Mi viejo camarada sacaba fotos de todos los lugares que veíamos desde el barco y cada vez que hacíamos escala en algún puerto. Yo, por mi parte, tomaba notas en mi cuaderno de campo para su posterior revisión. Nuestro desembarco no estaba lejos en el tiempo, así que quería aprovechar al máximo mi experiencia de navegante y elegí como mi lugar favorito la popa del barco donde esporádicamente veía delfines y gaviotas sobrevolándome.

Por las noches, mientras mi amigo recitaba sus oraciones antes de dormir, yo seguía estudiando sobre Shambala y la gente que estuvo buscándola en el pasado. ¿Sería verdad lo de la Tierra hueca y lo de ese reino intraterreno? Bueno, para eso íbamos de expedición.

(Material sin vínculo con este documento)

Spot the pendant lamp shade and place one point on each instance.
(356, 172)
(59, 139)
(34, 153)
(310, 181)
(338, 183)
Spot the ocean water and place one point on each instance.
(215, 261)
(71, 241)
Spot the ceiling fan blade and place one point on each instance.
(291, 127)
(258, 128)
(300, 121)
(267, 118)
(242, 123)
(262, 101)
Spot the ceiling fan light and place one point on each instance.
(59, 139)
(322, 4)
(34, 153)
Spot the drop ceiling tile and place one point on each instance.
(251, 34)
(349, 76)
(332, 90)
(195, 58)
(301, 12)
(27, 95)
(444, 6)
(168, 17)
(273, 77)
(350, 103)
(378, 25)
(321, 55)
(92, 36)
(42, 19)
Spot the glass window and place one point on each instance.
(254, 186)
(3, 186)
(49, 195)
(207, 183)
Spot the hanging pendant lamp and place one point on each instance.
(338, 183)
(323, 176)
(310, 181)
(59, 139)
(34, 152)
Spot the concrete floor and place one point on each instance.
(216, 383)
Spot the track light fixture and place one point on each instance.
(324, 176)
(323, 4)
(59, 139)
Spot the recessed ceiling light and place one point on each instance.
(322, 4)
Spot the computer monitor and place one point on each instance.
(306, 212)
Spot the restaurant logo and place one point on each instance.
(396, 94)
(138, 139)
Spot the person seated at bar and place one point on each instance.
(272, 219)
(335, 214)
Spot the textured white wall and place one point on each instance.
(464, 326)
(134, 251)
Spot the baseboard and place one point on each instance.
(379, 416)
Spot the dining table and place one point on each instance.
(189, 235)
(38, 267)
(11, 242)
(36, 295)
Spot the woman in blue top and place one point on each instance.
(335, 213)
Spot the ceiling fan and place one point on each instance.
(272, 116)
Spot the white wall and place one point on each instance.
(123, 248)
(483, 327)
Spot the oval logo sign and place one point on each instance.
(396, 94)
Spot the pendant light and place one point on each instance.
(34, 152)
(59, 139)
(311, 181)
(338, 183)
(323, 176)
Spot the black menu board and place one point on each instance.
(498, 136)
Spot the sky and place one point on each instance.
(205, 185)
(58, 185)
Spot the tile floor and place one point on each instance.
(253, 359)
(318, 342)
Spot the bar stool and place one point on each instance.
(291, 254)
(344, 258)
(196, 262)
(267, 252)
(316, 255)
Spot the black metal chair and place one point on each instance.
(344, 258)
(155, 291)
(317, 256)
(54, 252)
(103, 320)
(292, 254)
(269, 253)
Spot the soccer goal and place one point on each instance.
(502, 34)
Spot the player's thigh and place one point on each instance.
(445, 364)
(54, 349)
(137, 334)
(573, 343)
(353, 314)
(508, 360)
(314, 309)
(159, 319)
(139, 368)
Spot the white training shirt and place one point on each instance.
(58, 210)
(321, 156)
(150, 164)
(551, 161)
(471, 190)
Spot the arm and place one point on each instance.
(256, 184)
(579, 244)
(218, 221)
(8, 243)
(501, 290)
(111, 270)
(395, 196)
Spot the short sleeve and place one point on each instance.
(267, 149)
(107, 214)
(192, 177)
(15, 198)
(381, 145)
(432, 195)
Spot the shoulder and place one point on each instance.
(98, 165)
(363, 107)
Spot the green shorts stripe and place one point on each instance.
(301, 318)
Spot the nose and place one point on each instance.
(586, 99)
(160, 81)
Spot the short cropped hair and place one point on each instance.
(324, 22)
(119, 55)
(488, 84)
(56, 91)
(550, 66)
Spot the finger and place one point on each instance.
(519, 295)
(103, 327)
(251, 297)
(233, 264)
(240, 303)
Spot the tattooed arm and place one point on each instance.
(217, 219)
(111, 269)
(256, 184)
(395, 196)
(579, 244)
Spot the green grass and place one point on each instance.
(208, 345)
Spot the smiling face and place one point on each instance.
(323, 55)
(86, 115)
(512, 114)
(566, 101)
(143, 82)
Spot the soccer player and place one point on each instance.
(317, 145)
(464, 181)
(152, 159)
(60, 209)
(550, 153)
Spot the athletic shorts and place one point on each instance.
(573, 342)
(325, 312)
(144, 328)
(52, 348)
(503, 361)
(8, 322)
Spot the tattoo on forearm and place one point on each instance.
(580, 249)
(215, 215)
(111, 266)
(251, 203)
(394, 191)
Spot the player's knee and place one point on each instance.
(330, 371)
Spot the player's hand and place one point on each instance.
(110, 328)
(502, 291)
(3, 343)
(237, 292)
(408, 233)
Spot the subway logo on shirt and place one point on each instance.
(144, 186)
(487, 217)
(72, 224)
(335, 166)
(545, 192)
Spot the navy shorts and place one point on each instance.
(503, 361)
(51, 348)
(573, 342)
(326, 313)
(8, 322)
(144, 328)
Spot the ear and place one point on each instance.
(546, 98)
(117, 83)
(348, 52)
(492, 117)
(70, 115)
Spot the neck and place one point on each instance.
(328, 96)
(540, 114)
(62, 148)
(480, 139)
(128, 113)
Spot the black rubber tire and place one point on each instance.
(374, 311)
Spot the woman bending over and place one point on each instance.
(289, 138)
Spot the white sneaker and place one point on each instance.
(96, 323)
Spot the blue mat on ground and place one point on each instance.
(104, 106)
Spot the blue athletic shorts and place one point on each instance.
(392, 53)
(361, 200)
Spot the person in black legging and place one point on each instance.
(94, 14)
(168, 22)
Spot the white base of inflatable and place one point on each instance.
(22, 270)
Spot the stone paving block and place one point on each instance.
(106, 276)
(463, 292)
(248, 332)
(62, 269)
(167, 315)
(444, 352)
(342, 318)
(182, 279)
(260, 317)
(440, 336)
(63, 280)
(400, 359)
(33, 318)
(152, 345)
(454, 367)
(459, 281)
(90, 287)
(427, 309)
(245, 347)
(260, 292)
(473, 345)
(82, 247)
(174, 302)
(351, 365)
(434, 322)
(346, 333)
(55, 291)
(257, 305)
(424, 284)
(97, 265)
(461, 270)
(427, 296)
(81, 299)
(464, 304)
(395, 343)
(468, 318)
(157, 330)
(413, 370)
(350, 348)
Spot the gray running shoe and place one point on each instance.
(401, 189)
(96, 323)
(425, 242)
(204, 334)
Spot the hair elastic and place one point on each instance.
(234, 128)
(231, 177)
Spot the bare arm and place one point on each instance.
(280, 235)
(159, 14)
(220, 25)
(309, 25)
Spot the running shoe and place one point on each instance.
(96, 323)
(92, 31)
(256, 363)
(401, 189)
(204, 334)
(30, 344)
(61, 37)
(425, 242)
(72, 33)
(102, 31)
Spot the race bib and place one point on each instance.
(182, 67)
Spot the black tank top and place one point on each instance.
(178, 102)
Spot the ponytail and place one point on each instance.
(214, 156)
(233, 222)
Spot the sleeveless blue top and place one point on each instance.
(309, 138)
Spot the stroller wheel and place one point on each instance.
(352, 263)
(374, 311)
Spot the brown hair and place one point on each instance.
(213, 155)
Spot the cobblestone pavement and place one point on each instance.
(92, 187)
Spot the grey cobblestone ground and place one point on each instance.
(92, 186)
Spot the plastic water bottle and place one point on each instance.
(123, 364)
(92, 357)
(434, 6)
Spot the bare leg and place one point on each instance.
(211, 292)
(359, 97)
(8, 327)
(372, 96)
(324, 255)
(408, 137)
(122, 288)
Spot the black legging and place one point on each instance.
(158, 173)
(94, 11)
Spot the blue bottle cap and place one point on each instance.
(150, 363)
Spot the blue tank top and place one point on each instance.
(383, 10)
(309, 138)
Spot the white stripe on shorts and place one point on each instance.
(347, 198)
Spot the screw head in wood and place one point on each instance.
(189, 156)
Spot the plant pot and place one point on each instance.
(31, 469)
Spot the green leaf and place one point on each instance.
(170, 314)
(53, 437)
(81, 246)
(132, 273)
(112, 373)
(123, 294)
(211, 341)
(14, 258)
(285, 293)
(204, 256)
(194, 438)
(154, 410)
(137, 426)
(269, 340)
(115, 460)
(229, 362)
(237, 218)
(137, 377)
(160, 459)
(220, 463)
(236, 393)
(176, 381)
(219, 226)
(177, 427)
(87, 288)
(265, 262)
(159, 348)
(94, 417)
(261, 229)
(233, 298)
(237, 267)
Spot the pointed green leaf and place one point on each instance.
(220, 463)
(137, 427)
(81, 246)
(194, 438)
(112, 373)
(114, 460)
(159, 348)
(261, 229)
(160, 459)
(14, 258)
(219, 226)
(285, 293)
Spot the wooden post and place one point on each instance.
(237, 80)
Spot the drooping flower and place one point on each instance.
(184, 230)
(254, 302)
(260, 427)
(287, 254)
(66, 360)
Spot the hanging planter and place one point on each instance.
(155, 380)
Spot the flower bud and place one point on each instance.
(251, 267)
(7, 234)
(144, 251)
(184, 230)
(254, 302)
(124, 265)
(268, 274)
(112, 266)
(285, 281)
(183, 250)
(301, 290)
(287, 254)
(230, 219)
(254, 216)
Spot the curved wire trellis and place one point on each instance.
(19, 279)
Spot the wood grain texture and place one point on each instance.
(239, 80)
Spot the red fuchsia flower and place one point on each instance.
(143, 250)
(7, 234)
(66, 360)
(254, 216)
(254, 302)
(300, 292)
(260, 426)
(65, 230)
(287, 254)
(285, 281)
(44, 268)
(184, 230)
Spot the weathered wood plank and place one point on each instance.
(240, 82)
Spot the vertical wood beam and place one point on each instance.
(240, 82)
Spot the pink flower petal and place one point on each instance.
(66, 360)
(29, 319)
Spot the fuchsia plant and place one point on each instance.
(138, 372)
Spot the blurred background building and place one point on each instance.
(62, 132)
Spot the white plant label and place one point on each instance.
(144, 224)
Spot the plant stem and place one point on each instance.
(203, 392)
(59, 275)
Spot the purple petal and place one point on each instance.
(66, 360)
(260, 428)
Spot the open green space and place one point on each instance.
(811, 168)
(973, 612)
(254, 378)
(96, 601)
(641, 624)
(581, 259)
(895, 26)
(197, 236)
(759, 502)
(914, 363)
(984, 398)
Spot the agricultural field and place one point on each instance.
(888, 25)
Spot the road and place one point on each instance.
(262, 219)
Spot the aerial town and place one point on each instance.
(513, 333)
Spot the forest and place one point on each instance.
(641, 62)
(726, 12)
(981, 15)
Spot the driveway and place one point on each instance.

El capitán del barco anunció por megafonía que en una hora llegaríamos a Tierra Santa, así que organizamos el equipaje y, después de desvalijar el minibar, me puse en camino con mi compañero a cubierta, donde los pasajeros celebraban la llegada con silbatos y confeti.

Una vez en suelo firme y sellados los pasaportes, buscamos un hotel y nos alojamos en la habitación número seis. Sobre el mediodía, y mientras mi compañero preparaba los pasajes del tren para la próxima jornada, le hice saber que tomaría un autobús para visitar el lugar en el que siempre quise estar: el monte de los olivos.